Extracting Meanings of List of Words From A Website URL (Python Webscraping)

Posted on Mon, Jul 25, 2022 Python Software
🔗

Check the source code of the program on GitHub. The following details will be based on the code.

Introduction

One day, I was preparing for the SAT, specifically the vocabulary. I wanted to memorize several hundred words (500 to be exact). However, a majority of the words I don’t know the meanings of, not even the roots of the words. But, when I tried to find the definitions, I had to look for the menings of the words one by one. To look for the meaning of words a hundred times by searching up the words a hundred times is very tedious. The general process is that I have to search up a word, click a link to a website, copy the definition and input it back to excel.

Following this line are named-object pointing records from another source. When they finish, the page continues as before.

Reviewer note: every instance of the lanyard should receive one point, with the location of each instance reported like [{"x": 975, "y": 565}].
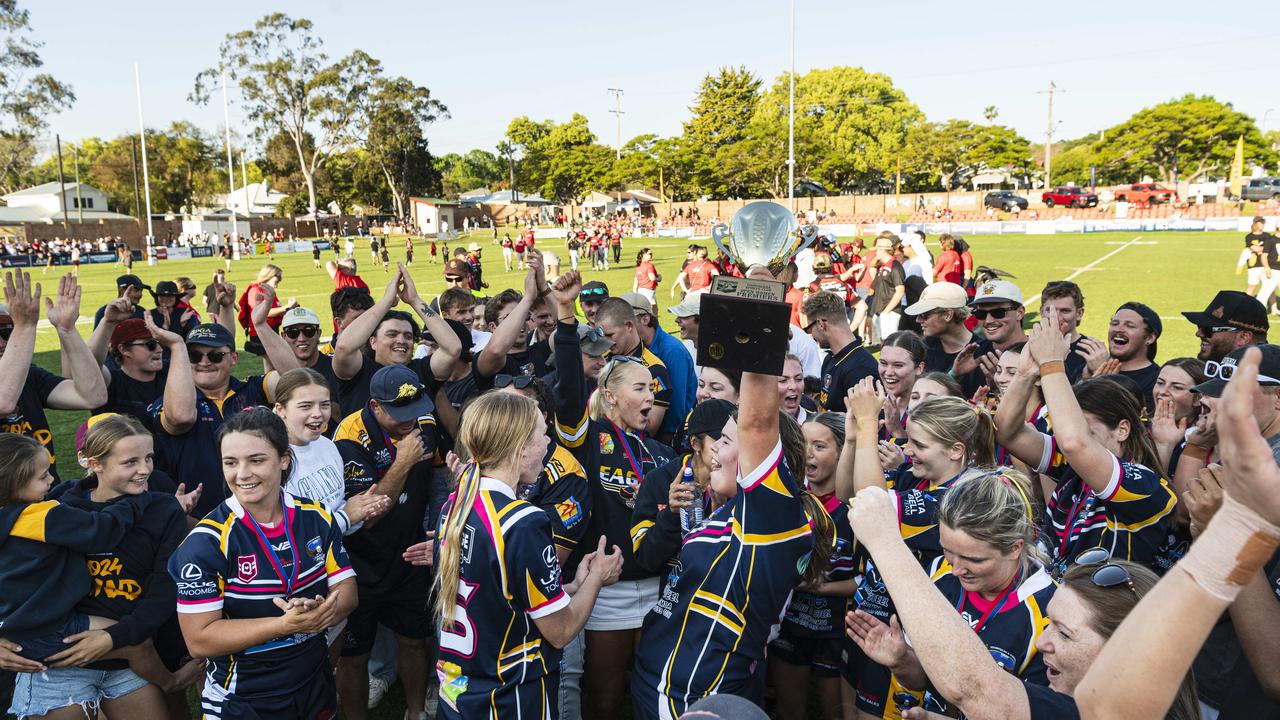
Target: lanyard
[
  {"x": 626, "y": 450},
  {"x": 996, "y": 606},
  {"x": 277, "y": 564}
]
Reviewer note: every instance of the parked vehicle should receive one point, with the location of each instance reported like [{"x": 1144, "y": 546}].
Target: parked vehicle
[
  {"x": 1261, "y": 188},
  {"x": 1146, "y": 194},
  {"x": 1072, "y": 196},
  {"x": 1004, "y": 200}
]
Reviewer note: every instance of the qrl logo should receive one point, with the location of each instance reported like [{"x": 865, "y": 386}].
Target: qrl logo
[{"x": 247, "y": 568}]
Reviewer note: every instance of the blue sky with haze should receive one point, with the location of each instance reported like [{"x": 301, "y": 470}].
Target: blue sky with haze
[{"x": 493, "y": 60}]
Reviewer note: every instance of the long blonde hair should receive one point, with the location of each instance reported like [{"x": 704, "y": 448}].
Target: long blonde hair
[{"x": 494, "y": 431}]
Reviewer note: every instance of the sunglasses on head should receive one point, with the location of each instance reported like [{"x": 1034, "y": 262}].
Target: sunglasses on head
[
  {"x": 999, "y": 313},
  {"x": 214, "y": 356},
  {"x": 292, "y": 332},
  {"x": 520, "y": 382}
]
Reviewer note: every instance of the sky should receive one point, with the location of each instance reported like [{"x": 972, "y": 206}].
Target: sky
[{"x": 490, "y": 62}]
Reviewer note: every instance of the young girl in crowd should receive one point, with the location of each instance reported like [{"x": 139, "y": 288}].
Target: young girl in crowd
[
  {"x": 1098, "y": 455},
  {"x": 497, "y": 568},
  {"x": 809, "y": 642},
  {"x": 991, "y": 572},
  {"x": 260, "y": 580},
  {"x": 606, "y": 432}
]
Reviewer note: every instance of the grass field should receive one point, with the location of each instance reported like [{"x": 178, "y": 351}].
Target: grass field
[{"x": 1171, "y": 272}]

Then I have to repeat the process all over again. If I can automate it, I can do it for as many as words as possible So, I had an idea. Why not put all the words in excel, input all those words into a python program, and the program will output the definitions of those words all at once? With this in mind, I created a function that takes a list of words, extracts the definitions, and puts all the definitions back into excel (Explained in more depth below). I encourage you to use this program or you can modify it as well.

Overview - A Python Multiple Input Dictionary

A basic Python Dictionary in JupyterLab that can take multiple words and output the definitions of those words at once.

The dictionary was created using python pandas, the BeautifulSoup library, and the website: www.dictionary.com. The code webscrapes a modified URL using the word parameter of the function ggl_search(). From html of the URL, the function extracts the first definition typed in the website and outputs it as a string.

Below is a code snippet of the function.

# A function that searches the word the user wants a definition for.

def ggl_search(word):

    #   Using the urlib module, a url is created based on the word 
		#   parameter inputted into the function.
    search_url = "https://www.dictionary.com/browse/{}".format(urllib.parse.quote_plus(str(word), safe='/'))

    #   Reads the site from the url.
    google_request = requests.get(search_url)

    #   Parses the html.
    soup = BeautifulSoup(google_request.text, "html.parser")    

    #   Extracts the definition of the word.
    results = soup.find('div', attrs = {'value':'1'}).text
    return results

In order to get the definition of a word, the function will be typed in the following way: ggl_search("word")

The dictionary can also output multiple single definitions of several words at once using lists. The words can come from a csv file (like in this repository) or they can come from a simple python list.

In both cases, the dictionary outputs the word and definition in a DataFrame. Below is the DataFrame output if the code in the repository is run.